De eerste vier jaar van mijn leven woonden mijn ouders, mijn zus en ik bij mijn grootouders. Het was toen oorlog. Mijn papa was militair en na de oorlog verhuisden we voor zijn werk naar Brugge. Mijn vader heeft niet gevochten aan het front, maar heeft wel deelgenomen aan bepaalde activiteiten tijdens de oorlog. Een periode moest hij ook onderduiken, anders was hij opgenomen geweest door de Duitsers. Hij deed goed werk achter de schermen, maar daar mocht je natuurlijk niet voor uitkomen.

Tot mijn vijfde middelbaar ging ik naar school in Brugge. Helaas heb ik mijn zesde middelbaar niet afgewerkt. Ik volgde wel een specialisatiejaar. Dat deed ik op aanraden van mijn ouders. In die tijd was er veel vraag naar bedienden, dus je vond direct werk. Ik studeerde af, nam een maand vakantie en daarna ging ik werken. In die tijd was het niet de norm om als meisje uit een burgergezin om verder te studeren. Het interesseerde me wel, maar mijn ouders vonden dat niet nodig.

Vroeger was ik een heel volgzaam iemand: ik deed wat mijn ouders van me verlangden. Ik had misschien wel mijn eigen mening, maar ik discussieerde niet of was niet ongehoorzaam. Met ouder worden heb je een heel leven achter de rug en heb ik ook heel wat meegemaakt. Ik ben niet meer de persoon die ik twintig of dertig jaar geleden was.

Ik twijfelde vroeger veel, maar nu ben ik een zelfzeker persoon. Een ander mag van mij denken wat ze willen, daar trek ik me niet veel van aan. Ik kan ook geen onrecht verdragen. Als ik weet dat ik gelijk heb dan zal ik er nu wel over discussiëren. Ik ondervind als je durft je mening zeggen, dat je ervoor geapprecieerd wordt.
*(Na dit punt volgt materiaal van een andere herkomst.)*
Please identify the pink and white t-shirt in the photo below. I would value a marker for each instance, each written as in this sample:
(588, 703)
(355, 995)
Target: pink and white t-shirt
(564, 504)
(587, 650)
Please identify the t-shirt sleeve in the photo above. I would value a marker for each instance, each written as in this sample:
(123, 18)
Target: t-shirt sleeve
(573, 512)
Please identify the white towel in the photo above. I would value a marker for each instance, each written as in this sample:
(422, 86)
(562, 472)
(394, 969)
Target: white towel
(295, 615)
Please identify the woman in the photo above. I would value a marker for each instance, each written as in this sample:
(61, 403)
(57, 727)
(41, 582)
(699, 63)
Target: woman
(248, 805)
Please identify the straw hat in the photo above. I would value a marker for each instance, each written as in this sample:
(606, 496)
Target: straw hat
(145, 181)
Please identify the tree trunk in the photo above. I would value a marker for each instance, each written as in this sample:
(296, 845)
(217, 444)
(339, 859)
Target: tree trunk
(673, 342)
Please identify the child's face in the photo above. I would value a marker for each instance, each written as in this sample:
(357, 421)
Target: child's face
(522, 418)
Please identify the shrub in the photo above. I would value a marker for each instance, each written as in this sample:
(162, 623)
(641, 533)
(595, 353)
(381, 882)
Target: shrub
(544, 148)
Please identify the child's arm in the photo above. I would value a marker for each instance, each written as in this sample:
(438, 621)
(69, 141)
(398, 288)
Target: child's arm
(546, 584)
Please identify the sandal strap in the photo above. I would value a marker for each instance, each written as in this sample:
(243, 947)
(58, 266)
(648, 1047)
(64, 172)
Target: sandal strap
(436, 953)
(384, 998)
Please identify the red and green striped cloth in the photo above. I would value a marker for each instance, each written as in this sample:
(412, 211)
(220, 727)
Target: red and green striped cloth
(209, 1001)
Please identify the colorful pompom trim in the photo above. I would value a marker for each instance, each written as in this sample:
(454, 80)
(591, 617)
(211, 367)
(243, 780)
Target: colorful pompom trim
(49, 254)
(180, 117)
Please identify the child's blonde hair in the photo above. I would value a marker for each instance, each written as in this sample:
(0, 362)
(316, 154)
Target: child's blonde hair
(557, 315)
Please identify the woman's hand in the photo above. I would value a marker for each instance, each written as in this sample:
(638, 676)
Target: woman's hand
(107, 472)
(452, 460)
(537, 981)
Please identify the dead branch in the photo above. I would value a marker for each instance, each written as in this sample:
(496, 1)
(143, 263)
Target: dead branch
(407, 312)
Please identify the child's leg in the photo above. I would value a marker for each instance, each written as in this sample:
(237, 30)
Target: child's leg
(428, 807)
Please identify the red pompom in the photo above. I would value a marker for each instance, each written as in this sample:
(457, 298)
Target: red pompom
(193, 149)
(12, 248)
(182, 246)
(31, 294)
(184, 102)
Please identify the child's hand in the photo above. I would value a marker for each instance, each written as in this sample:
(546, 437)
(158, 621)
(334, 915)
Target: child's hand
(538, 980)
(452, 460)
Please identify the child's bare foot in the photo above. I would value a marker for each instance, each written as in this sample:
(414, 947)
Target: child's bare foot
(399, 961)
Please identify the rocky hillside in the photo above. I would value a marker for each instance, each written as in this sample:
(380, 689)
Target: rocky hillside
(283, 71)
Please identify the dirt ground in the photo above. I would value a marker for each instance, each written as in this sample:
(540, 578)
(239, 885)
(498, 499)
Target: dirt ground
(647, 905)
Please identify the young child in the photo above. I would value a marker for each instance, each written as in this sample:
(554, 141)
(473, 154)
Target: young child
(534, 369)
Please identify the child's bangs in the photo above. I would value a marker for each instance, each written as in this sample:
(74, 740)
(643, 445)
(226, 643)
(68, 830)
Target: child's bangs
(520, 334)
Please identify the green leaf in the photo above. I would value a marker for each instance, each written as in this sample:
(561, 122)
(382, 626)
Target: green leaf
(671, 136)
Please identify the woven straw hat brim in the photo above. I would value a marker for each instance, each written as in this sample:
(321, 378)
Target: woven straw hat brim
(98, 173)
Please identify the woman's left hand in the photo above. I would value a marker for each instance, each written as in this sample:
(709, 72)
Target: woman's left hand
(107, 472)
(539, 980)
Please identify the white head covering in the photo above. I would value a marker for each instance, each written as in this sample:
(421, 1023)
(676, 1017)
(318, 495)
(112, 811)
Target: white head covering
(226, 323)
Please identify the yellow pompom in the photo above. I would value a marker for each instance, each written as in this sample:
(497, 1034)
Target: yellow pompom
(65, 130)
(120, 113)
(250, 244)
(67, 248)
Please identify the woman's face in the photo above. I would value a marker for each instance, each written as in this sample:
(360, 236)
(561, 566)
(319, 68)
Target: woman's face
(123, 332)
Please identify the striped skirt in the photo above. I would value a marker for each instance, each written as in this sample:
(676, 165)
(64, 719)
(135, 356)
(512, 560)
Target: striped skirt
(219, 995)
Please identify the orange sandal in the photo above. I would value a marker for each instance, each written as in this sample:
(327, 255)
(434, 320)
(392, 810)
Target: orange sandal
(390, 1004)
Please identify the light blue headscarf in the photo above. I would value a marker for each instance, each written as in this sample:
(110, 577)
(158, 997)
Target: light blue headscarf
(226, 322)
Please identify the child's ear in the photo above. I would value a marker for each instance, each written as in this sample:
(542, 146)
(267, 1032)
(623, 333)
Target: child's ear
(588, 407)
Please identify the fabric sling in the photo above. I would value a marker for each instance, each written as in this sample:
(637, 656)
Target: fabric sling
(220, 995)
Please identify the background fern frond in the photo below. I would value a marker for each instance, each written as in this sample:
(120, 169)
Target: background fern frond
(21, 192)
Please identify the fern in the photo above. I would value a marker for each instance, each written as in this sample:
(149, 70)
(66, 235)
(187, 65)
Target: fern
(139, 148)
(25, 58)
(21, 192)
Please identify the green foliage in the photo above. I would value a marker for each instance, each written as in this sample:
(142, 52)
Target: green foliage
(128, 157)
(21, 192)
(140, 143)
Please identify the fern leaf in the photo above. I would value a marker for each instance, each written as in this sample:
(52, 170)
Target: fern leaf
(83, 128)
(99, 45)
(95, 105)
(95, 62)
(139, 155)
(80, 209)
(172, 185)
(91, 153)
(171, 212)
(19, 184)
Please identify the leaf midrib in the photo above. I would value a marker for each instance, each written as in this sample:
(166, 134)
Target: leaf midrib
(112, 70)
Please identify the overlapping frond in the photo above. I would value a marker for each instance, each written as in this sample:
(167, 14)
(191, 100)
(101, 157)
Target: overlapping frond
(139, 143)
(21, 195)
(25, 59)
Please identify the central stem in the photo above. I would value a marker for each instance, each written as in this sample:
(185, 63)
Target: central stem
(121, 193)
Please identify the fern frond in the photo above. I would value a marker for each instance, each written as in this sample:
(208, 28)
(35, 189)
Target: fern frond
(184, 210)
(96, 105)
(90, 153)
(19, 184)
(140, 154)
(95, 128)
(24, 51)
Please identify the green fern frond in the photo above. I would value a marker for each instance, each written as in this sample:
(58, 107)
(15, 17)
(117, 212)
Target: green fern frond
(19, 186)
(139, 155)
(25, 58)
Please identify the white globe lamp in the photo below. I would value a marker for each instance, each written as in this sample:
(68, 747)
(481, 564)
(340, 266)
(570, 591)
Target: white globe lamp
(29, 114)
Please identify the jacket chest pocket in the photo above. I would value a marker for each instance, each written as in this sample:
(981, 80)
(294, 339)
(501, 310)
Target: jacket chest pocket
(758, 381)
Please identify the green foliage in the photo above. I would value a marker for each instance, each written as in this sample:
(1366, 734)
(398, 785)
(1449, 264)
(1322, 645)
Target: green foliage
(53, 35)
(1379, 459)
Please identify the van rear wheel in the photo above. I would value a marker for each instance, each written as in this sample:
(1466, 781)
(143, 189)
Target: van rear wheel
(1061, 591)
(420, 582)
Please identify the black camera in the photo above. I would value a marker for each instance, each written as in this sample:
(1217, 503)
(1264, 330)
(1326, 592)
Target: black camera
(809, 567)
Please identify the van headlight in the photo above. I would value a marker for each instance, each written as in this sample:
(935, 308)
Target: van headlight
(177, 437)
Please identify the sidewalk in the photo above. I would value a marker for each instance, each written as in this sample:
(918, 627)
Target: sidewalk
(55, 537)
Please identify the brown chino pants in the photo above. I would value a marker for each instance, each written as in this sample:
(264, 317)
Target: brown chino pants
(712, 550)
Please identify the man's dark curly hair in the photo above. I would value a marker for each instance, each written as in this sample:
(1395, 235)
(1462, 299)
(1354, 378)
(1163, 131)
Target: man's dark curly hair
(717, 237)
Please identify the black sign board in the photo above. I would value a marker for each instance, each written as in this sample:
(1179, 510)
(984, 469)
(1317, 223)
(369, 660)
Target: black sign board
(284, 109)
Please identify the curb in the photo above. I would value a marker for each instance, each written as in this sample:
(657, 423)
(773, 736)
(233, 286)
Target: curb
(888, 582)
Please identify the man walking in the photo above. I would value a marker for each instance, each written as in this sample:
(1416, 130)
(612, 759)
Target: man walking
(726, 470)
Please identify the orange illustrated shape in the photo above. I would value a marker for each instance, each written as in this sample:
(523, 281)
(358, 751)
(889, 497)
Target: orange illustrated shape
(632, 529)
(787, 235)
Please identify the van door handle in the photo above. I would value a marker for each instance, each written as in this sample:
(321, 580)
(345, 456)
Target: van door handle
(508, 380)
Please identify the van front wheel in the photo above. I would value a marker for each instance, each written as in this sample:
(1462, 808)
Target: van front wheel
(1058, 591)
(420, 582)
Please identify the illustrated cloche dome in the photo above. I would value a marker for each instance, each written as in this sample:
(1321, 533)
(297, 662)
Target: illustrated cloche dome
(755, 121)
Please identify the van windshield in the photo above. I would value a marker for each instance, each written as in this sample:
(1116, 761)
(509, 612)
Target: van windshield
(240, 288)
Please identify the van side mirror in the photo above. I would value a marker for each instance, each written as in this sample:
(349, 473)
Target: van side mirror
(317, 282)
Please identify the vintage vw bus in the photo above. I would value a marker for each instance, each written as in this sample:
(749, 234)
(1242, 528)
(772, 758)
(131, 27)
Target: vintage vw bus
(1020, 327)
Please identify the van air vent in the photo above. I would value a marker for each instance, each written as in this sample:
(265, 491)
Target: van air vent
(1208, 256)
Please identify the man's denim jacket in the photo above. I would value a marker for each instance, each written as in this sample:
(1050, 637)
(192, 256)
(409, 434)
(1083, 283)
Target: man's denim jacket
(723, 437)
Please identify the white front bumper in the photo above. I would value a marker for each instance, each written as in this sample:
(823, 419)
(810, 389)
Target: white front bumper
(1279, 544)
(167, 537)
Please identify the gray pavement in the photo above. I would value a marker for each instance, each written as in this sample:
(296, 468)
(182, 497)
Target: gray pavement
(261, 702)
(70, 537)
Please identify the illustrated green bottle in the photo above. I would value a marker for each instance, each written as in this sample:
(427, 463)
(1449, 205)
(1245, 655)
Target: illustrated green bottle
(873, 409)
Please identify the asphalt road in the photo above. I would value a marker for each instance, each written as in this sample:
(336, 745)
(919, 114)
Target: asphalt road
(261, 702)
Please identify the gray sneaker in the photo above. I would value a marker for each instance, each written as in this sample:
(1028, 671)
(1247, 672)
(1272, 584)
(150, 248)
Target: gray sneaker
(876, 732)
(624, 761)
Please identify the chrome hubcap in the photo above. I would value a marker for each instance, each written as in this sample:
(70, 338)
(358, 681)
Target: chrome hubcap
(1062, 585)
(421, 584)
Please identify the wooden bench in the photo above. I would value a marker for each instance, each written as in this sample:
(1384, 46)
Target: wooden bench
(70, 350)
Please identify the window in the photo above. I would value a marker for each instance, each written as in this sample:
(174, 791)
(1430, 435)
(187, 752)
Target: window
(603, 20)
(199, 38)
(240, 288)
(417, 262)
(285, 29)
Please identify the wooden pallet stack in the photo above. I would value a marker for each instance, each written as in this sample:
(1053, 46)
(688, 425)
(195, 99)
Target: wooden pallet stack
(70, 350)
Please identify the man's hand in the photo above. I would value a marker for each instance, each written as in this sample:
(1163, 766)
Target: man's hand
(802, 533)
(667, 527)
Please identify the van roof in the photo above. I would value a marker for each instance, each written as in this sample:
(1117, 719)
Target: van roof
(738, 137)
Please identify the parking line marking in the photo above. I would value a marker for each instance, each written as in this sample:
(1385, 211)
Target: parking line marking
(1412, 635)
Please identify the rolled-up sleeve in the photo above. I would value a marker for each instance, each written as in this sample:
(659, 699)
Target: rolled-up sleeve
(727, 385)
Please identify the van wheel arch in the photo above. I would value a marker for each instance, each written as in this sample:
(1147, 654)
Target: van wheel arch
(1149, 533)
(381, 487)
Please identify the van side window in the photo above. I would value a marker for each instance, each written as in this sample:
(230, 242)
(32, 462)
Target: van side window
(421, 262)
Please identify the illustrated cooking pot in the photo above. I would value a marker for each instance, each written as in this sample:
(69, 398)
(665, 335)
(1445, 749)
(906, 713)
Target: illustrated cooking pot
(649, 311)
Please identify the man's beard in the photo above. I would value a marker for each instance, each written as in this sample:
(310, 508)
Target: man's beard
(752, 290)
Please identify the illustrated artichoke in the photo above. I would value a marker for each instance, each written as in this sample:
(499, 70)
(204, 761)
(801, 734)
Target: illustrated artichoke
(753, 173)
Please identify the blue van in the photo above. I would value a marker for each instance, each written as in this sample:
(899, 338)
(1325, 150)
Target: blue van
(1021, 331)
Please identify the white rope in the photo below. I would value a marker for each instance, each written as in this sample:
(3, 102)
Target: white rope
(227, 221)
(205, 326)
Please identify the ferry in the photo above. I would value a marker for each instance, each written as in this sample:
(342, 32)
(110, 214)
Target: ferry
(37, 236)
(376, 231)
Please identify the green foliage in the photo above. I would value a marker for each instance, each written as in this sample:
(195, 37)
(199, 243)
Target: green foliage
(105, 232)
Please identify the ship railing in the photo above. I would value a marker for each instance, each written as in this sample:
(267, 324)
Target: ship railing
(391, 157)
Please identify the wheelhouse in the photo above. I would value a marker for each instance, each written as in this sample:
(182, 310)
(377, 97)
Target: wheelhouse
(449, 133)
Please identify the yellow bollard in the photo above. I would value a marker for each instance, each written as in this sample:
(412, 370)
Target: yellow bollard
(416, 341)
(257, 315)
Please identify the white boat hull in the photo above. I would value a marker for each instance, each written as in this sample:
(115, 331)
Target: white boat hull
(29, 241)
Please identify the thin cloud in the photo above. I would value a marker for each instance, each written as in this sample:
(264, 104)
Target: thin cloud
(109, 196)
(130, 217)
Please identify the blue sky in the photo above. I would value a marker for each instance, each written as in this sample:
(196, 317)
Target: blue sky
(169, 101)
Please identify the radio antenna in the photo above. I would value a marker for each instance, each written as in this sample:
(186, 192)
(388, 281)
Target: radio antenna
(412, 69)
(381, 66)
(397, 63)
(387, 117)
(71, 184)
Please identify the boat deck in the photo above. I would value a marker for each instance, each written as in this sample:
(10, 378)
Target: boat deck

Onlangs heb ik mijn levenslijn getekend. Op een klein kaartje: mijn geboorte, mijn kindertijd en jeugd, trouwen, werken, de geboorte van mijn dochter en kleinkinderen en daarna mijn pensioen. Ik heb nog een klein stukje over.

Ik weet dat ik geluk heb dat ik al tachtig ben geworden. Als ik ooit sterf ben ik blij dat ik lang heb mogen leven. Ik voel me ook gelukkig. Wat de toekomst nog brengt, dat is afwachten. Het is nog een korte periode, maar als het aan mij ligt dan mag het nog lang duren.

Er zijn redelijk veel dingen die mijn gelukkig maken. Mooi weer, dat vind ik belangrijk. Opgewekte en vriendelijke mensen. Of als ik iets voor een ander kan betekenen. Ook lekker eten of mooie kleren. Ergens naartoe gaan, zoals de Ardennen. Samen zijn met z’n tweetjes of met de familie. Voor mij moeten dat geen grote zaken zijn, ik ben blij met kleine dingen.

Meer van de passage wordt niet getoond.